Bonnet traditionnel et maillot vert des Cœlacanthes floqué «Mbaba Wudjohoma», Mhadji Ibrahim, alias L3, 50 ans, s’est tenu debout pendant près de vingt minutes, lundi dernier, pour répondre aux chefs d’accusation portés contre lui. Originaire de l’île de Mwali, ce père de famille comparaissait devant la cour d’assises de Moroni pour des faits présumés d’agressions sexuelles commises sur des mineures.Sa bonne foi, en réalité, s’est retournée contre lui. Alors qu’il pensait porter assistance à deux jeunes filles rencontrées tard dans la rue à Maluzini, dans le sud de Moroni, Mhadji Ibrahim a passé deux ans et deux mois en prison pour des faits qu’il n’avait jamais commis. La cour d’assises l’a finalement acquitté le 29 septembre.


Son récit, raconté devant le tribunal a ému l’assistance. Un soir, Mhadji, est sorti du travail, une boulangerie sise au quartier de Magudju, à Moroni. «Ce jour-là, on avait reçu une commande.
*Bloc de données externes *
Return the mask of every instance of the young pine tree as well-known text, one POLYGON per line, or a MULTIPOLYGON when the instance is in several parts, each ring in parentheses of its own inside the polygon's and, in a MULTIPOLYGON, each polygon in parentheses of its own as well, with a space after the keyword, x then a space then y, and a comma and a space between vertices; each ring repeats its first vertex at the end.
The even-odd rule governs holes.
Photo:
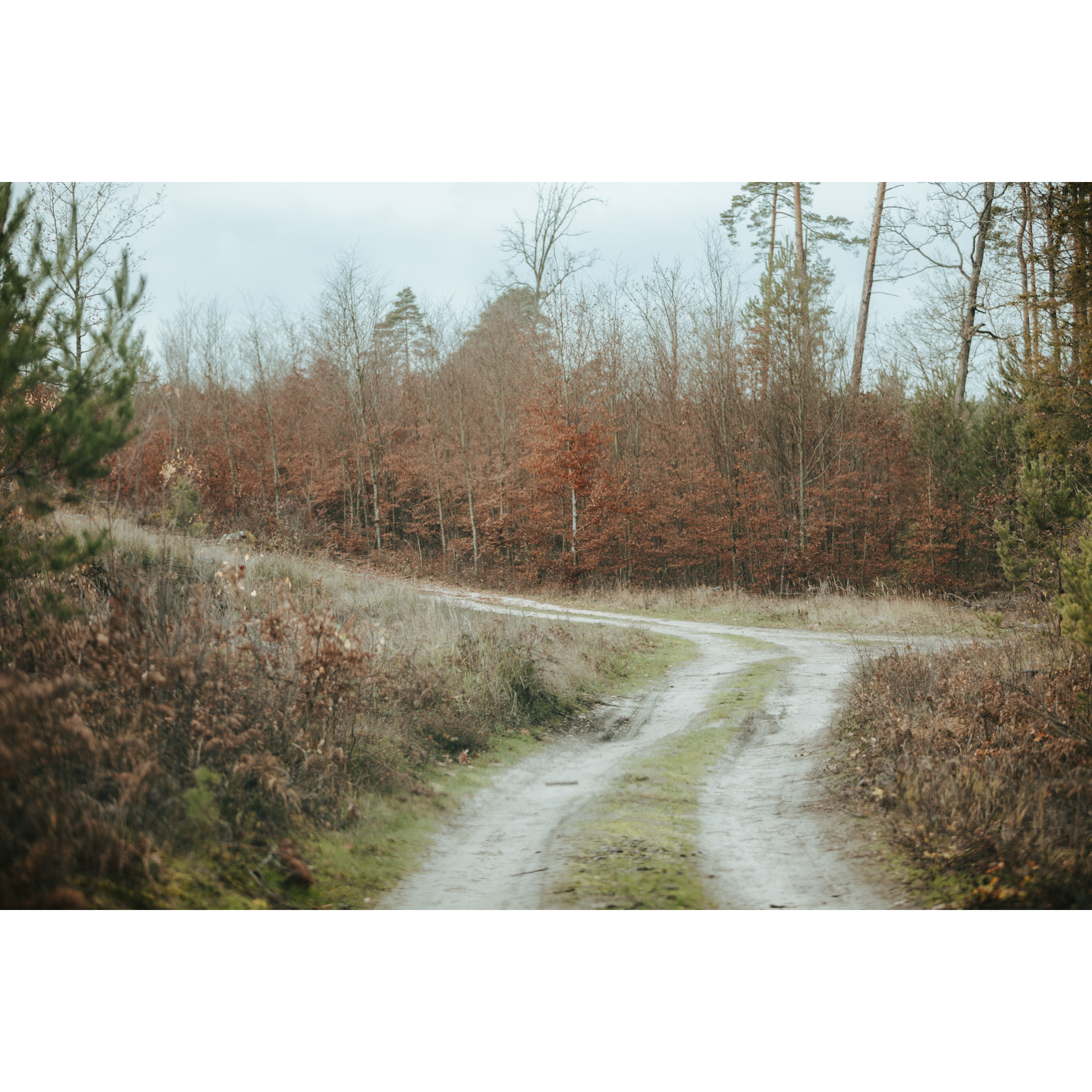
POLYGON ((1044 593, 1056 589, 1060 595, 1066 541, 1092 506, 1068 471, 1058 475, 1042 458, 1024 466, 1017 495, 1016 530, 1000 520, 994 524, 1005 578, 1044 593))
MULTIPOLYGON (((13 204, 12 183, 0 183, 0 592, 36 572, 61 572, 102 547, 105 535, 50 539, 26 521, 33 527, 52 512, 58 495, 78 499, 134 435, 130 394, 142 341, 132 325, 144 283, 130 292, 124 259, 90 347, 82 307, 54 306, 54 264, 37 226, 27 261, 19 261, 14 246, 32 198, 13 204)), ((71 273, 83 260, 61 240, 54 261, 71 273)))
Depuis 3h du matin, j’étais donc sur place. Ce n’est que vers 23h que je rentrais. Fatigué, j’arrête un taxi qui me dépose au stade Baumer. Une fois descendu, je décide de marcher jusqu’à chez moi, à Maluzini», poursuit, ce père de huit enfants.

Deux matelas

Une fois arrivé à Bonzami, Mhadji Ibrahim enlève sa chemise avant de continuer son chemin. «Avant de dépasser le siège de la Meck d’Iconi, j’entends des voix m’interpeller avec un swamahani [pardon en shikomori]. Je me retourne et je vois deux jeunes filles sortir derrière le bâtiment. L’une d’elles sollicite mon aide avouant qu’elles avaient faim. Je leur demande où résidaient-elles et répondent Sahara», a expliqué à la cour le prévenu, qui dit s’être tourné vers une dame qui vendait des brochettes à côté. «J’ai sorti 2000 francs. Mais elle n’avait que quelques brochettes de viande valant 500 francs. Elle leur donne. Toutefois au moment de partir, les filles demandent encore si je pouvais les héberger chez moi. Puisque mes enfants n’étaient pas avec moi ce samedi-là, j’ai accepté. À la maison, il y avait deux matelas, j’ai dormi dans ma chambre, elles, dans l’autre. Il ne s’est rien passé», a conclu le prévenu, accusé par la suite par les deux filles, dont l’une âgée de 16 ans, d’agressions sexuelles avec violence.S’il a tout nié en clamant son innocence, Mhadji Ibrahim a également affirmé qu’il n’avait jamais été confronté à ses accusatrices durant toute la procédure.


L’avocat de la défense, Me Saïd Issa, a dénoncé «des mensonges colportés» contre le quinquagénaire, estimant que si les plaignantes existaient réellement, elles seraient présentes à l’audience. Quant au parquet, qui semblait convaincu de l’innocence de M. L3, il a préféré s’en remettre à la sagesse des membres de la cour. Souvent, lorsque le ministère public ne requiert aucune peine au cours d’un procès, cela traduit une absence d’éléments suffisants pour prouver la culpabilité du prévenu, lequel finit alors par bénéficier d’un acquittement. Une clémence à laquelle ne peuvent prétendre les agresseurs sexuels ayant été reconnu coupables. La preuve : lundi dernier, onze personnes ont été condamnées à des peines allant jusqu’à quinze ans de prison ferme, après avoir été déclarées coupables par la cour d’assises.